These procedures are necessary steps to follow while preparing to pour elevated concrete patios. These steps are specific for the elevated patio shown on figure 15 but it also can be used for any elevated slab if poured monolithic with thicken edged slabs as shown on figure 16.
Step 1: Remove Biodegradable Materials
At first before doing anything remove the grass, top soil, landscaping, and all biodegradable material from the footprint of the patio. As shown on plans figure 15, this patio is added to a new house addition. In order to avoid any damage to the patio during the house addition construction, do not start the patio work until after the framing is completed.
The areas of the ground that were disturbed by footing and foundations excavation must be at least 95% compacted.
To do this step effectively the footprint of the patio need to be layout and spray painted on the ground, roughly a foot more than the actual layout.
By doing this step upfront, the risk of burying these materials below the slab is eliminated. Over time once these materials are decayed, it will cause slab settlement and cracking.
Step 2: Forming
Since the top of the concrete patio is about 16” above ground level, one row 2x12 on top of a row of 2x4 should be sufficient for forming. This arrangement is shown on detail 10. It is a good idea for the patio to be perpendicular to the house. Refer to [insert cement driveway] as it describes in detail how to go about squaring the patio.

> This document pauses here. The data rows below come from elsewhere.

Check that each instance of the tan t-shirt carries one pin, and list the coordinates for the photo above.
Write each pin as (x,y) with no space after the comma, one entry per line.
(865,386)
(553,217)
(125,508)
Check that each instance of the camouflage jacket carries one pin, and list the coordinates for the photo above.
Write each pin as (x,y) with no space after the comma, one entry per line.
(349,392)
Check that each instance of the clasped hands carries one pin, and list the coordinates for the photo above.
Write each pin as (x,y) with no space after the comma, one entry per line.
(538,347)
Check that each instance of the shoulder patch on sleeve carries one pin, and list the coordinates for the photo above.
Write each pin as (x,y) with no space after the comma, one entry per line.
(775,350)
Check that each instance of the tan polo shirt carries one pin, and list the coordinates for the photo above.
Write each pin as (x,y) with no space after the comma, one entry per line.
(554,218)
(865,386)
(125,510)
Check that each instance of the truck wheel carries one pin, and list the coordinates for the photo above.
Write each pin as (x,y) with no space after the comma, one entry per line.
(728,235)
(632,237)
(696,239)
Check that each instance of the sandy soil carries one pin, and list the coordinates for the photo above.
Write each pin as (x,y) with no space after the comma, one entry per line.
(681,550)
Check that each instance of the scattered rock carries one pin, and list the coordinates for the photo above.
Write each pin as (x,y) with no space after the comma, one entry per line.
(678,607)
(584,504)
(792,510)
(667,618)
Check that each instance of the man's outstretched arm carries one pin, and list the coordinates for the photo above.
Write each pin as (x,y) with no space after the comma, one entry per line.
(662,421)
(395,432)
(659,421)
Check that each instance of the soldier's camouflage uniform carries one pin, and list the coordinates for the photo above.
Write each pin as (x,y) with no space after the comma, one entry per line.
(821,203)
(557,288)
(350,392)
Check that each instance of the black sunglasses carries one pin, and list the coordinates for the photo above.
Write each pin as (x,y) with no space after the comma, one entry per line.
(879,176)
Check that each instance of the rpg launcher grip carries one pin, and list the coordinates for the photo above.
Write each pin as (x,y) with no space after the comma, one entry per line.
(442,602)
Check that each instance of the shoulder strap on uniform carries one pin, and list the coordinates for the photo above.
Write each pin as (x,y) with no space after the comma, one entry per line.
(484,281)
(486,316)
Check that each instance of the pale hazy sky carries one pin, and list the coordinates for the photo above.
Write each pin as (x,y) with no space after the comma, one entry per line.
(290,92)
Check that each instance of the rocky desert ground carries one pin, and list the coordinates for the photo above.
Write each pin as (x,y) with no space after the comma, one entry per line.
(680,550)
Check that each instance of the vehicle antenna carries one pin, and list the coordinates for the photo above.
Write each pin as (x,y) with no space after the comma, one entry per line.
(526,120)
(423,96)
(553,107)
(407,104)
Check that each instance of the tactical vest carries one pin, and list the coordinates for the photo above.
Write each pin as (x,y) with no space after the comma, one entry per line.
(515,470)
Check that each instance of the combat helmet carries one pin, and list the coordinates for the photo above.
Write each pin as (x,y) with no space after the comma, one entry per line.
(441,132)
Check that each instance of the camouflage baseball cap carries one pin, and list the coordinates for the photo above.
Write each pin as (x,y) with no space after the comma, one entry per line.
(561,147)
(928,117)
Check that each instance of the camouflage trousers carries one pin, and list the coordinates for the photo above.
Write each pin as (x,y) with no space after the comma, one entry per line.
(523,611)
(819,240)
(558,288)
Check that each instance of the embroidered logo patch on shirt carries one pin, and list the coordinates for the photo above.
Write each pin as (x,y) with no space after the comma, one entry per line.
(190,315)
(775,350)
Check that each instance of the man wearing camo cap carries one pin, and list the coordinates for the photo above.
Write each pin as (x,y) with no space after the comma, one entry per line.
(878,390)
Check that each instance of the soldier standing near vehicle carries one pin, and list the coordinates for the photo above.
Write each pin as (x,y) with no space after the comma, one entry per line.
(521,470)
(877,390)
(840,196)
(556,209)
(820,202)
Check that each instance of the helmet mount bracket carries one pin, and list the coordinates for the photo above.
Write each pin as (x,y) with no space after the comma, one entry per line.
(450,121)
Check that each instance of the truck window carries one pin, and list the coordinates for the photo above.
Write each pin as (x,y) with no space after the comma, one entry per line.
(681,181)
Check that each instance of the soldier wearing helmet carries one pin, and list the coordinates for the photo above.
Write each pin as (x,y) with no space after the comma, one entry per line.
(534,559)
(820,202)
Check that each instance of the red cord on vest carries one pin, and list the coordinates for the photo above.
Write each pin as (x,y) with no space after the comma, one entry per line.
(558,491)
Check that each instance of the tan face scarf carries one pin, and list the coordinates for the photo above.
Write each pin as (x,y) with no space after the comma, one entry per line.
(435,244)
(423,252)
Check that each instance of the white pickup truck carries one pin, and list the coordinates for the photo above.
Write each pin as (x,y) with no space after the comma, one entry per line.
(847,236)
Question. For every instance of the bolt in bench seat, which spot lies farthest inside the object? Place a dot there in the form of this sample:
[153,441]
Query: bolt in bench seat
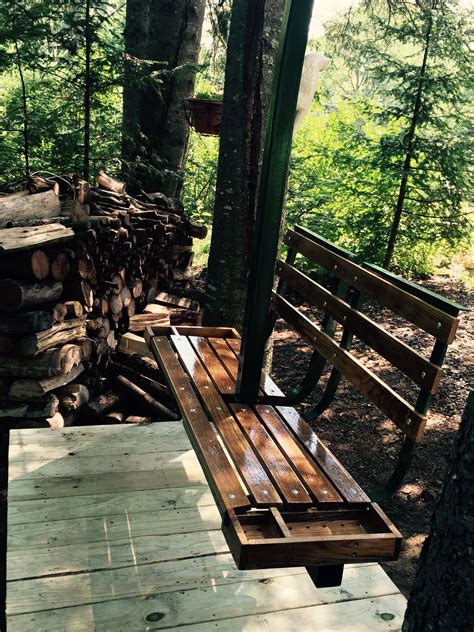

Per detail 10 the steel stake against the 2x12 forms are responsible for alignment and elevation of the slab. The vertical 2x4 must be driven into the ground to prevent the bottom from pushing outward. If the 2x can’t be driven into the ground, use a steel stake and drive it into the ground to hold the vertical 2x4 in place.
The 2x4 diagonal also called a kicker. Its function is to prevent the top of the form from buckling due to the weight of the concrete. The kicker is most effective when it creates 45 degrees with ground level. The diagonal and vertical 2x4 should be spaced every 5 feet.
When it comes to forming concrete, it is best to overkill. There is one chance to do it right or it will cost a lot of pain, headaches, and most of all money if the form fail during the pour.
Step 3: Fill and Compaction
The forming in step 2 should be done to 3 sides, leaving one side or a portion for equipment such as bobcat to move the fill material in and to do the compactions. Pea gravel is a good option as fill material in this case because it minimizes compaction.
Step 4: Close the form
Once backfilling and compactions are done, go back to step 2 and closeout the areas left open for step 3.